Weather: Friday’s snow is still on the ground.

What’s still green: Juniper, piñon, and other evergreens, yuccas. Rose stems; leaves on grape hyacinth, Japanese honeysuckle, alfilerillo. Men were pruning their apple trees this week.

What’s gray: Salt bushes, winterfat, snow-in-summer.

What’s reddened: Cholla, twigs on peach, apricot, apple, sandcherry and sandbar willow; purple aster leaves.

What’s yellowed: Young stems on globe and weeping willows; arborvitae have browned.

What’s blooming indoors: Zonal geraniums.

Animal sightings: Small birds. Horses have been brought into the valley for winter feeding.


Weekly update: Corn and beans were the staples of the Hopi diet, with corn more important in the ceremonial life. Almost every part had a role.

Pollen and meal were sprinkled on objects, people and kachinas. Meal had other uses, but there was much more of it. When pollen was unavailable, symbolic grains were made from meal. Among the neighboring Navajo pollen was considered the more sacred.


Silk is the conduit that transfers pollen fallen from the tassels above to the ovaries to which it is connected. Isleta used strands in their Corn Dances.

Dried husks hold tobacco for smoking. They also are used as wraps for collections of foods and objects distributed during Powamu. At Zuñi such packets are given to healers who perform curing ceremonies.

The entire plant is used in the rituals that follow Powamu. Mischa Titiev called them repeats. They redo the central part of the February ceremony, raising young plants, but with the more important corn.

For the Water Serpent Dance, plants are brought into the central kiva where they are placed in conical mounds arranged in rows like a field. The water serpent looks over and them and is fed meal. When satisfied, he knocks over the stalks, signifying they are ready to harvest.

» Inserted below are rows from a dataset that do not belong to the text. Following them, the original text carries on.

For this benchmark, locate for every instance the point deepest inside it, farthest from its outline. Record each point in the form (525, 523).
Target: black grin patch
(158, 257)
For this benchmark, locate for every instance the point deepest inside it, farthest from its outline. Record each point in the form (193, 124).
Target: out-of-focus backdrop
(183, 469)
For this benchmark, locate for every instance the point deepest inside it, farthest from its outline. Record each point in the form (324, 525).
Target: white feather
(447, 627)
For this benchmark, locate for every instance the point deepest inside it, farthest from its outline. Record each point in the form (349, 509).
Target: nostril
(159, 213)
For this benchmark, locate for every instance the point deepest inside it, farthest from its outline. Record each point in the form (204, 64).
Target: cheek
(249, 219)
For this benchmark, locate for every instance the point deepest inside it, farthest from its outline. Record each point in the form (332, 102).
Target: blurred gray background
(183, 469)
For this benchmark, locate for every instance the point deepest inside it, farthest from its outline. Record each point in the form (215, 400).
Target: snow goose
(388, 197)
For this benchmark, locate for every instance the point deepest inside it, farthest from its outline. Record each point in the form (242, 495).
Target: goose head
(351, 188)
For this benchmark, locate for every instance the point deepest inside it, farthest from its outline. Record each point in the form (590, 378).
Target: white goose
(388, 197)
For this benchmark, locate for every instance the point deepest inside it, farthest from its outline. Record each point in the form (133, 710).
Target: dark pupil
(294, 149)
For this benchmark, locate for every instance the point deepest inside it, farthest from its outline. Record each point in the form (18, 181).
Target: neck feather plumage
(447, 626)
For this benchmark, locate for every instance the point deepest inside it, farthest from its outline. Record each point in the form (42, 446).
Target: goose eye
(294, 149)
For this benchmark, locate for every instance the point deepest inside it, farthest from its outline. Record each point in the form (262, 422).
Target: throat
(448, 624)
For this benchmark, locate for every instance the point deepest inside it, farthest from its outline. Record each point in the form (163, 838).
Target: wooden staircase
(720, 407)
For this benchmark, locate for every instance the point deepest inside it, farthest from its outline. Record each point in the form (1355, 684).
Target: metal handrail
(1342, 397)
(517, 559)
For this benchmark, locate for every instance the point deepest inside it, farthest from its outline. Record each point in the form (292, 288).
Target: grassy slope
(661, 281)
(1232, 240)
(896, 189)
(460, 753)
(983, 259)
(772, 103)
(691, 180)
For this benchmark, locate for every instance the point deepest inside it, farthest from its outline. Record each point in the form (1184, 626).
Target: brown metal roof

During the Puppet Dance, the germination god, Muyingwa, stands with a female doll on each side behind the rows of planted corn. The dolls bend over mealing stones to grind. At the end, a bowl of sweet corn meal is passed among those watching.

Niman, the last of the ceremonies in the kachina calendar, is the most realistic. Sweet corn is raised outdoors. When it’s ripe, the kachinas are sent home to oversee the summer monsoons. The corn is eaten. The feast is repeated in September, after the regular sweet corn crop is harvested.


Notes:
Elmore, Francis H. Ethnobotany of the Navajo, 1944.

Jones, Volney H. The Ethnobotany of the Isleta Indians, 1931.

Stevenson, Matilda Coxe. Ethnobotany of the Zuñi Indians, 1915.

Titiev, Mischa. Old Oraibi, 1944.

Whiting, Alfred F. Ethnobotany of the Hopi, 1939.


Photographs:
1-3. Corn grown by Dani Kellogg in Santa Fé, 3 August 2010. #1 shows flower debris captured by the upturned leaves, #2 the female silk flower with pollen in hairs, #3 the male tassel.

4-5. Corn purchased off-season, January 2015; can see how the silk connects under the kernels and how the cob serves as a receptacles for seeds.